Y en los aguafuertes y los trabajos en puntaseca, donde los acordes lineales son amplísimos, predominan las líneas fuertes y seguras, aunque el autor enriquece los trazos con una potencia de sugestión dinámica que rara vez podemos encontrar en otros artistas gráficos michoacanos.
Es así como, a resultas de un ejercicio de rigurosa reflexión artística, la deformación de las figuras en los grabados de Tavera desaparece como tal y todas sus audacias resultan pertinentes y legítimas en el plano de una, digamos, sobrenaturaleza creada por el poderoso mundo interior del grabador.

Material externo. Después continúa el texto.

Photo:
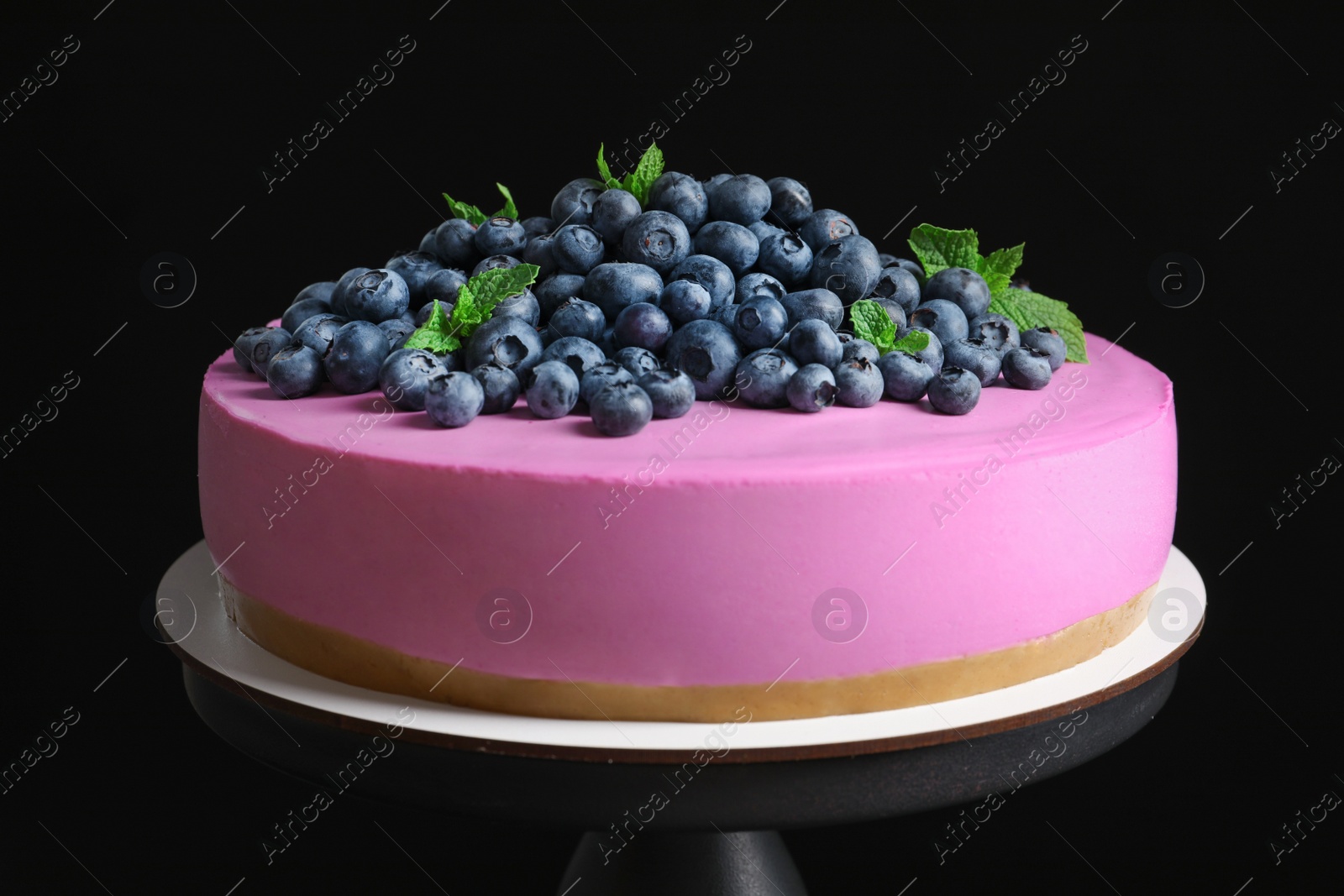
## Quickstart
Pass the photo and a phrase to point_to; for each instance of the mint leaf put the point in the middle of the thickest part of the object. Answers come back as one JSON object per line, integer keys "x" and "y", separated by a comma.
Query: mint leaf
{"x": 871, "y": 322}
{"x": 642, "y": 179}
{"x": 492, "y": 286}
{"x": 479, "y": 296}
{"x": 937, "y": 248}
{"x": 1028, "y": 309}
{"x": 510, "y": 208}
{"x": 998, "y": 269}
{"x": 463, "y": 210}
{"x": 436, "y": 335}
{"x": 911, "y": 343}
{"x": 605, "y": 170}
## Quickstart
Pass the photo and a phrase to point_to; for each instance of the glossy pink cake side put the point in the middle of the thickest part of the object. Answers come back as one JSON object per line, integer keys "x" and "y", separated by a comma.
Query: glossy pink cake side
{"x": 696, "y": 553}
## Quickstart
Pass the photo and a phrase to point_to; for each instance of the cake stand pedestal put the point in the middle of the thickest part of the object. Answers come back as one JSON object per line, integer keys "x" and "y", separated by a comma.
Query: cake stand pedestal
{"x": 714, "y": 831}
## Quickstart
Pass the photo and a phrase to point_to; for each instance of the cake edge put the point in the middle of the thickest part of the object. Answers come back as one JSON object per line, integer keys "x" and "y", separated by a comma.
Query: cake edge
{"x": 356, "y": 661}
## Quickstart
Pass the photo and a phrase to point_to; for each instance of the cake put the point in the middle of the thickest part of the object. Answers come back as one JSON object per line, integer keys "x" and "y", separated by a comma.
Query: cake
{"x": 676, "y": 574}
{"x": 795, "y": 564}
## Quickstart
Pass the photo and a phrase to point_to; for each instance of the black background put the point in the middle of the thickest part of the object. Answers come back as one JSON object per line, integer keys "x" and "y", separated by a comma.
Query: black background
{"x": 155, "y": 136}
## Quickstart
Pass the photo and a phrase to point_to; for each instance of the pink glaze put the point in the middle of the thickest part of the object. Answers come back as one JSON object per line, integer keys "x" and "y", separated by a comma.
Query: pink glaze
{"x": 701, "y": 567}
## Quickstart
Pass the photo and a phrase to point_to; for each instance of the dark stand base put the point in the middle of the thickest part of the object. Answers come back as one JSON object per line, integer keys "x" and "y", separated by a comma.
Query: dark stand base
{"x": 749, "y": 862}
{"x": 716, "y": 835}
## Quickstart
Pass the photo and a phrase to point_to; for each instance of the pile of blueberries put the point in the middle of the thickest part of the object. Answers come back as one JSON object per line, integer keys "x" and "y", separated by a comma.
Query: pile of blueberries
{"x": 727, "y": 288}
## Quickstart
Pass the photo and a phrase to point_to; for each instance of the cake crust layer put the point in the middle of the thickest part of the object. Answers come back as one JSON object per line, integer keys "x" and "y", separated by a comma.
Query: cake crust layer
{"x": 344, "y": 658}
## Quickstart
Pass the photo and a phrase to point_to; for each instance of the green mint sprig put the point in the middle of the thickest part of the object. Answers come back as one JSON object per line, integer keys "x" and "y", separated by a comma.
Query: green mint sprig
{"x": 476, "y": 215}
{"x": 476, "y": 300}
{"x": 873, "y": 322}
{"x": 1028, "y": 311}
{"x": 937, "y": 249}
{"x": 638, "y": 181}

Creo que esto es mucho más importante de lo que parece porque el proceso de jugar y deformar las figuras, en un autor con menos talento, acaba siempre en la caricatura y esto no ocurre con Tavera, excepto en los casos precisos en los que deliberadamente busca tal efecto: por ejemplo en el Gregorio Samsa de Los parientes mágicos, un aguafuerte en el cual –aprovecho para decirlo de pasada– construye una estructura simbólica de enorme carga política, pero en la que lo político es concebido y manifestado de la manera artística correcta: atravesado por lo íntimo, lo mítico y lo lúdico.
Caso aparte ameritan sus fotografías digitales transferidas a papel algodón, pertenecientes a la serie “Objetos encontrados” (cuyo nombre alude a uno de los mecanismos de creación adoptados por los surrealistas de hace casi ochenta años, siempre tan viejos y tan nuevos).

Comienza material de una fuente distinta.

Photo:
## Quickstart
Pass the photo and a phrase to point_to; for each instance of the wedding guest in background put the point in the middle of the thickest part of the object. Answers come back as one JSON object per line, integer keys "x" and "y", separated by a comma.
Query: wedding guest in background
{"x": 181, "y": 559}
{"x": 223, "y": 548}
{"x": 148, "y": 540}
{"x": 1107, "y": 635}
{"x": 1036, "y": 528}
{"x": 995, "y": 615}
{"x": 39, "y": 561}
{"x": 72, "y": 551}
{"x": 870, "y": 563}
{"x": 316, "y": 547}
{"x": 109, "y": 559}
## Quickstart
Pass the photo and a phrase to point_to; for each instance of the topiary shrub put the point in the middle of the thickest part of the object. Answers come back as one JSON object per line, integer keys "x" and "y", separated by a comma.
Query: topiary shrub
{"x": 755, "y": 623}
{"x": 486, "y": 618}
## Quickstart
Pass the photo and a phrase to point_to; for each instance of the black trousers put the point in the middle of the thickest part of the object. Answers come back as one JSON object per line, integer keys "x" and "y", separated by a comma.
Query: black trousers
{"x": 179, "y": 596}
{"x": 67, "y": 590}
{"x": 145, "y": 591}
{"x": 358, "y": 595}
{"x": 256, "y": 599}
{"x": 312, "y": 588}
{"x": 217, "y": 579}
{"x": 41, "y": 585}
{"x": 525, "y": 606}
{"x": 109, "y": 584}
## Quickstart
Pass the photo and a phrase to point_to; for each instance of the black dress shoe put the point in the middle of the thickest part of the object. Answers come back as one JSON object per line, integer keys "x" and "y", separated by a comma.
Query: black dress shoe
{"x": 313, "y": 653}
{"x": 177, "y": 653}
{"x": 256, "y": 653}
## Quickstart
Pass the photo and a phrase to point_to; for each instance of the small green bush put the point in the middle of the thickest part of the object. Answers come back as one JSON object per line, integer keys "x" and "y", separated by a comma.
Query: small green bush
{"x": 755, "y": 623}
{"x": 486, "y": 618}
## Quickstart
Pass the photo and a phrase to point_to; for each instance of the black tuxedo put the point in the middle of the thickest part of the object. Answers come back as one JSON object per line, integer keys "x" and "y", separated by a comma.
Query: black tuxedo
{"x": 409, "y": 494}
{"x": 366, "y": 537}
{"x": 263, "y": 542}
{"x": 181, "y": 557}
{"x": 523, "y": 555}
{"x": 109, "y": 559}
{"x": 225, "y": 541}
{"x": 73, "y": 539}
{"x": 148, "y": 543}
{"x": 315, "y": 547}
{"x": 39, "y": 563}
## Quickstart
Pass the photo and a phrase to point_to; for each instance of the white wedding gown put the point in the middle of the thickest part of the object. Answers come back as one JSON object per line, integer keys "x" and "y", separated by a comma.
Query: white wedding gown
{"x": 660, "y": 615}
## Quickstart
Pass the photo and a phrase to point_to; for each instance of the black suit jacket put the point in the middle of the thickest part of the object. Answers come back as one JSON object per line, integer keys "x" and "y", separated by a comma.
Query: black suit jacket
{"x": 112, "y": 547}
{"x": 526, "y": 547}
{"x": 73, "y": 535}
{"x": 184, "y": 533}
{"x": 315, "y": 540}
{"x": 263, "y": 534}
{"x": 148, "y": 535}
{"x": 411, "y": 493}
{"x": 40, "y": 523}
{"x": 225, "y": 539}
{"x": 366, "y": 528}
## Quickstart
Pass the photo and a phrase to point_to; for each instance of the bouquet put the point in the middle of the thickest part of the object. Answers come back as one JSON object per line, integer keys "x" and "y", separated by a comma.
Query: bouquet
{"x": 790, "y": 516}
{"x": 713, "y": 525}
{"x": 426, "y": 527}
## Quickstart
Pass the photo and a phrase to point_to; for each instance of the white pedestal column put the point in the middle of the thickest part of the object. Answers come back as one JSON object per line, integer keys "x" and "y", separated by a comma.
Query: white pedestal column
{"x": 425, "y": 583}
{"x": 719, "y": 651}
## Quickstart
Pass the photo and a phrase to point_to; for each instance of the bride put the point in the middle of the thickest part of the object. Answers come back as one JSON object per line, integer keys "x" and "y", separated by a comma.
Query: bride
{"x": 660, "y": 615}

En estas fotos, una vez más instalado en lo cotidiano, lo cercano y lo íntimo, Tavera colecciona imágenes, las interviene, las manipula, las interpola y obtiene metáforas insólitas, preñadas esta vez de cualidades absolutamente plásticas, que participan del grafiti, del collage y del afiche publicitario.

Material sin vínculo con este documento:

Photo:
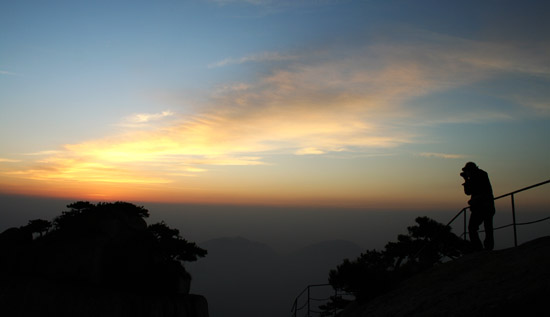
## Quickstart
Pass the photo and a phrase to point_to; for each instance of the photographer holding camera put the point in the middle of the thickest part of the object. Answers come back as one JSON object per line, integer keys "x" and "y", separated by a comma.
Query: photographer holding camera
{"x": 482, "y": 206}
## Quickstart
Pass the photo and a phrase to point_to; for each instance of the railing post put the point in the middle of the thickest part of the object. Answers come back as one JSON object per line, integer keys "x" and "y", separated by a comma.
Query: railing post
{"x": 514, "y": 221}
{"x": 465, "y": 222}
{"x": 308, "y": 308}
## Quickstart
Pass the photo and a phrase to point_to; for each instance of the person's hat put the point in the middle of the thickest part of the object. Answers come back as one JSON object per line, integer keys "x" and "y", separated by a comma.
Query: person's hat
{"x": 469, "y": 166}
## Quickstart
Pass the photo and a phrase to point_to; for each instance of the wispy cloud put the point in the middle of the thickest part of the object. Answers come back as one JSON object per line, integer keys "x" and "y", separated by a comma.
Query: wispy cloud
{"x": 357, "y": 102}
{"x": 6, "y": 160}
{"x": 142, "y": 119}
{"x": 254, "y": 58}
{"x": 443, "y": 155}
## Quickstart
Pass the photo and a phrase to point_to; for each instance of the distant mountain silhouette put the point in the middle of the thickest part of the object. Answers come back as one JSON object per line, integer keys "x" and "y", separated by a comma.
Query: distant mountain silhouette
{"x": 509, "y": 282}
{"x": 241, "y": 277}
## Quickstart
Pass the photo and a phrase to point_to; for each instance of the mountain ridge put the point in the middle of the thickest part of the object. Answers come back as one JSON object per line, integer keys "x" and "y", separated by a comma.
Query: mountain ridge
{"x": 502, "y": 282}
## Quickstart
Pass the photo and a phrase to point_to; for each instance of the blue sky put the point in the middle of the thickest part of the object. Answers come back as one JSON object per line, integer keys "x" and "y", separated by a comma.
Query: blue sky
{"x": 346, "y": 103}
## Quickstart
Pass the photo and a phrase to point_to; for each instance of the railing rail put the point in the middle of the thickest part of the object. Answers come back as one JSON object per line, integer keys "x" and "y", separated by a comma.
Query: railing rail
{"x": 295, "y": 309}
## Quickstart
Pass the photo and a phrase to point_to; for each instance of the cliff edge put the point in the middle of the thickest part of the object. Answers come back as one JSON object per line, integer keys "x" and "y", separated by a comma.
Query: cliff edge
{"x": 488, "y": 283}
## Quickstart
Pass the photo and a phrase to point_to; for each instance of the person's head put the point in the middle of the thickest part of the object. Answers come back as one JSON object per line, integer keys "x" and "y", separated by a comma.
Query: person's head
{"x": 467, "y": 169}
{"x": 470, "y": 166}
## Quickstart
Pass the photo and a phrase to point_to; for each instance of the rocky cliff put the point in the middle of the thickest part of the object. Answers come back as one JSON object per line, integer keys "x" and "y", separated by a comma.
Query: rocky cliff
{"x": 490, "y": 283}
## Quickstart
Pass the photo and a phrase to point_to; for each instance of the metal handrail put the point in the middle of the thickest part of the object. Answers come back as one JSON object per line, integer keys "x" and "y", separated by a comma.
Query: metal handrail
{"x": 514, "y": 223}
{"x": 295, "y": 307}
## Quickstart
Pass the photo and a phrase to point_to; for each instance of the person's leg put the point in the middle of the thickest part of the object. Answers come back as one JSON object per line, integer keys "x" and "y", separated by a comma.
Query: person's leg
{"x": 489, "y": 238}
{"x": 473, "y": 227}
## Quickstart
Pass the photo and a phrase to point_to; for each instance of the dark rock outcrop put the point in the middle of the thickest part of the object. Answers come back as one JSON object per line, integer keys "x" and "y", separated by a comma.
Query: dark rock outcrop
{"x": 100, "y": 260}
{"x": 508, "y": 282}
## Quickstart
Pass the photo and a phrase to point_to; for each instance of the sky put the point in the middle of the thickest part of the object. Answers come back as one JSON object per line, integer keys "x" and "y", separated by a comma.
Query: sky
{"x": 351, "y": 103}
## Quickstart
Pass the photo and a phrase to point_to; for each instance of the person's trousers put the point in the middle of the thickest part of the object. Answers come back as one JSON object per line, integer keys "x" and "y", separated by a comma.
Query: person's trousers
{"x": 476, "y": 219}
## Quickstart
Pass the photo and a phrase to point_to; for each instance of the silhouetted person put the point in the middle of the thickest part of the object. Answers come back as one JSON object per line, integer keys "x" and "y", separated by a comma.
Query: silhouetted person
{"x": 482, "y": 205}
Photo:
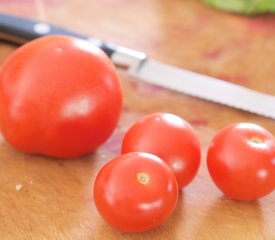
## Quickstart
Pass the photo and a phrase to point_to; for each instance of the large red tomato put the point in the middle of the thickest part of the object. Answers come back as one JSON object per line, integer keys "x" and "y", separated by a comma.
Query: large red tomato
{"x": 59, "y": 96}
{"x": 169, "y": 137}
{"x": 241, "y": 161}
{"x": 135, "y": 192}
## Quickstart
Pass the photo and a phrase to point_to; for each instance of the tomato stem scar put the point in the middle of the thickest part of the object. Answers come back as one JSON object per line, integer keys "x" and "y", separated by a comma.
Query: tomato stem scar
{"x": 256, "y": 140}
{"x": 143, "y": 178}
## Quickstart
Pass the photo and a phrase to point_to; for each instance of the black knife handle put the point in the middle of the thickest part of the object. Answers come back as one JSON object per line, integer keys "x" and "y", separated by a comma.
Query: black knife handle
{"x": 19, "y": 30}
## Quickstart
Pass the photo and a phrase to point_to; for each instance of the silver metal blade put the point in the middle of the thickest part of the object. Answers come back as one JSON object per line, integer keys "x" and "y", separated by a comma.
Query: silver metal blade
{"x": 205, "y": 87}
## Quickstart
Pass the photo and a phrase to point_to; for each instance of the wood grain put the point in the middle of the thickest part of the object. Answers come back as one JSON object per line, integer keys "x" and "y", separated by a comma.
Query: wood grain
{"x": 44, "y": 198}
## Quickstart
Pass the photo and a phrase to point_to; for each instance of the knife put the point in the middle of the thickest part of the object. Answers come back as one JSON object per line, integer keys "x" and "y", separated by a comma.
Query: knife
{"x": 20, "y": 30}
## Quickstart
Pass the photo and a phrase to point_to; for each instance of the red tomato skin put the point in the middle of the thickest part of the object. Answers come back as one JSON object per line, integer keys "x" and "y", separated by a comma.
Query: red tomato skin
{"x": 242, "y": 169}
{"x": 59, "y": 96}
{"x": 127, "y": 204}
{"x": 169, "y": 137}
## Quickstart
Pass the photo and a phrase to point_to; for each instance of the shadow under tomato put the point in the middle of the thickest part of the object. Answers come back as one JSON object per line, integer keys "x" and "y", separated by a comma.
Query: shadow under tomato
{"x": 168, "y": 230}
{"x": 229, "y": 219}
{"x": 44, "y": 197}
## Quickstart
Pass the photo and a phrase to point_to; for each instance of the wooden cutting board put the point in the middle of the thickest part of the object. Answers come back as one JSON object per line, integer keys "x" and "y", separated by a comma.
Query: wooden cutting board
{"x": 44, "y": 198}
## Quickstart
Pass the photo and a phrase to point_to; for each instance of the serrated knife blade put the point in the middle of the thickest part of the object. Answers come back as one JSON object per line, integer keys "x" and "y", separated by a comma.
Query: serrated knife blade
{"x": 137, "y": 65}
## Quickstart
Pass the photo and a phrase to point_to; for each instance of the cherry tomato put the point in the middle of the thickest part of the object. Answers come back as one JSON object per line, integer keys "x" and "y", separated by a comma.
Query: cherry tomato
{"x": 59, "y": 96}
{"x": 169, "y": 137}
{"x": 241, "y": 161}
{"x": 135, "y": 192}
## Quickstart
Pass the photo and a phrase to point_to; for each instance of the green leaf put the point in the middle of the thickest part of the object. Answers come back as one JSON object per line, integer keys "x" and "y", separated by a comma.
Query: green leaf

He aquí, pues, una gran exposición, con las obras de un artista que, como dijera el autor y crítico xalapeño Omar Gasca durante la presentación del catálogo, “trabaja mucho y trabaja bien”. La muestra incluye además algunas matrices de grabado, entre ellas la de la inquietante xilografía Padre y madre depositando 5 parásitos básicos en el interior del hijo, la cual (sentimental que soy) tiene para mí, entre otros efectos, el de mandarme directo y sin escalas a la canción Esos locos bajitos, de Serrat.
No se la pierda.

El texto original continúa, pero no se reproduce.